We're using the set of 25K reference pairs generated in an earlier post: http://rdkit.blogspot.ch/2013/10/building-similarity-comparison-set-goal.html
As a quick reminder: these are pairs of molecules taken from ChEMBL with MW<600 and a count-based MFP0 similarity of at least 0.7 to each other.
In [6]:
ind = [x.split() for x in gzip.open('../data/chembl16_25K.pairs.txt.gz')]
ms1 = []
ms2 = []
for i,row in enumerate(ind):
    m1 = Chem.MolFromSmiles(row[1])
    ms1.append((row[0],m1))
    m2 = Chem.MolFromSmiles(row[3])
    ms2.append((row[2],m2))
    
Those pairs are related to each other, but we want random pairs, so shuffle the second list:
In [7]:
random.seed(23)
random.shuffle(ms2)
In [8]:
def compareFPs(ms1,ms2,fpfn,fpName):
    fps = [fpfn(x[1]) for x in ms1]
    fp2s = [fpfn(x[1]) for x in ms2]
    sims = [DataStructs.TanimotoSimilarity(x,y) for x,y in zip(fps,fp2s)]
    sl = sorted(sims)
    np = len(sl)
    for bin in (.7,.8,.9,.95,.99):
        print bin,sl[int(bin*np)]
    hist(sims,bins=20)
    xlabel(fpName)
    

MACCS

In [10]:
compareFPs(ms1,ms2,lambda x:rdMolDescriptors.GetMACCSKeysFingerprint(x),"MACCS")
0.7 0.430555555556
0.8 0.470588235294
0.9 0.52808988764
0.95 0.573529411765
0.99 0.655913978495

Morgan FPs

count based

In [11]:
compareFPs(ms1,ms2,lambda x:rdMolDescriptors.GetMorganFingerprint(x,0),"Morgan0")
0.7 0.428571428571
0.8 0.470588235294
0.9 0.526315789474
0.95 0.571428571429
0.99 0.653846153846

Loading the full notebook results seems to break blogger.

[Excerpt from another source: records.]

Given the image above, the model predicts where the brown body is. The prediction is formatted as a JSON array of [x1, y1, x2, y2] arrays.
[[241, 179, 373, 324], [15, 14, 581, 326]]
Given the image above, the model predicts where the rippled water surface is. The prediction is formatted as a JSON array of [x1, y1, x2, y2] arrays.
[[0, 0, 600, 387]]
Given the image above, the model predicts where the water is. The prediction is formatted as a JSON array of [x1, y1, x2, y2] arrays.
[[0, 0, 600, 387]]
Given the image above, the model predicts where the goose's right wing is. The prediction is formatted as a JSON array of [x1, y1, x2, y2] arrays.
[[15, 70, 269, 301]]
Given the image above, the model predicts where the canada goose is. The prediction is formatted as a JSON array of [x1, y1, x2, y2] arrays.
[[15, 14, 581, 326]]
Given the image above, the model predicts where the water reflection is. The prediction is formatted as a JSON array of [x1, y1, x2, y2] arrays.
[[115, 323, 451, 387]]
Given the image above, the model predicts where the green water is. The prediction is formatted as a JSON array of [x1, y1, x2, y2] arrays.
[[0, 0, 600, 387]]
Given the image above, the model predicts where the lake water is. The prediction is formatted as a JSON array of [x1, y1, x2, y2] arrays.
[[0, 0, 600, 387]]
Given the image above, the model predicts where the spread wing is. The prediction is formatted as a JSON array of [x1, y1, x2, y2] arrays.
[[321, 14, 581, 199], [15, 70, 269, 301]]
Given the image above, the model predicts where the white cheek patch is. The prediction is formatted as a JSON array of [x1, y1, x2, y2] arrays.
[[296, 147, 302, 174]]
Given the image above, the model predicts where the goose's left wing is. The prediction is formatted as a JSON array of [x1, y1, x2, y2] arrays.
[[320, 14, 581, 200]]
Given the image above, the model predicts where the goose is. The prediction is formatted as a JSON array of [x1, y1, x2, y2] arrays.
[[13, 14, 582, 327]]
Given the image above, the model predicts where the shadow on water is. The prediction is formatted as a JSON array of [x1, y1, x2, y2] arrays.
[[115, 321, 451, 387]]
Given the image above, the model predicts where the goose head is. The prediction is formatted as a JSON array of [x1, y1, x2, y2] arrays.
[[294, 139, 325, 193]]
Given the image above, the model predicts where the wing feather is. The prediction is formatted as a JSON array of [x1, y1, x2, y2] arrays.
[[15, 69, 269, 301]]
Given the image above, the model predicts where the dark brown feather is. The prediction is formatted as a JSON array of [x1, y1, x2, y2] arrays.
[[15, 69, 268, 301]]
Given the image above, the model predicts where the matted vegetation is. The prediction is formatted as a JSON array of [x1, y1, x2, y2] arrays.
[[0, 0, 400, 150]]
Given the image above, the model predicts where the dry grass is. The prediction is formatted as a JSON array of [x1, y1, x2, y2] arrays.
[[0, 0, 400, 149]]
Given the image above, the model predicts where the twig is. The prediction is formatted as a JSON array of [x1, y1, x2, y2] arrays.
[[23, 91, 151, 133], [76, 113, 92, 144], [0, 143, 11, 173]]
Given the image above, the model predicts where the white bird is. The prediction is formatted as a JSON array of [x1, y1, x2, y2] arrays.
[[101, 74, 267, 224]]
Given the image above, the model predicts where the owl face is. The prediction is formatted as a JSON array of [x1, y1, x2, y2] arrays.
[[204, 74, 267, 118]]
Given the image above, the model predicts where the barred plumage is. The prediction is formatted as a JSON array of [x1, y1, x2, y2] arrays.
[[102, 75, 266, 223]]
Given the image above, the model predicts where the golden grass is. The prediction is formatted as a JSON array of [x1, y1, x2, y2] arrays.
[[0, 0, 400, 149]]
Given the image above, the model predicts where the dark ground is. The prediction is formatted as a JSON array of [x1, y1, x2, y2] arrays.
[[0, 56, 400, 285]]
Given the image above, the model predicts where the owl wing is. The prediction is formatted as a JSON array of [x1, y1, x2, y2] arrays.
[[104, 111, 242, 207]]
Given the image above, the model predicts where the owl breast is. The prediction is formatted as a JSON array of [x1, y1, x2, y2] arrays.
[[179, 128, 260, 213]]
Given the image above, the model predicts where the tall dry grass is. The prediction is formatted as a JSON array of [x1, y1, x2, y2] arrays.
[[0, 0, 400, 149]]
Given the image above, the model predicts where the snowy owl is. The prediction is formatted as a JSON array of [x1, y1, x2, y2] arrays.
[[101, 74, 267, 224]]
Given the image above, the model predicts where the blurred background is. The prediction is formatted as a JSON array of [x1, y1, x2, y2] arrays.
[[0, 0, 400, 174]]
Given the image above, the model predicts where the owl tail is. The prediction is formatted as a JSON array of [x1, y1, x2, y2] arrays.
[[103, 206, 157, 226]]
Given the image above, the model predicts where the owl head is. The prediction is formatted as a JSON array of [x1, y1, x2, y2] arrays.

You can access them in github here or view them in the nbviewer here.

2 comments:

Unknown said...

Hi Greg
This can also be thought of in the context of neighbourhood behaviour. See http://pubs.acs.org/doi/abs/10.1021/ci800302g and references therein for some alternative strategies for arriving at the "optimal" threshold.
Regards
Stephen

greg landrum said...

First: sorry for the slow reply.
I thought I had blogger set up to email me when comments are posted, but obviously I don't.

Thanks for the pointer to the neighborhood behavior paper. I'll take a look at either revisit this post or do a follow up.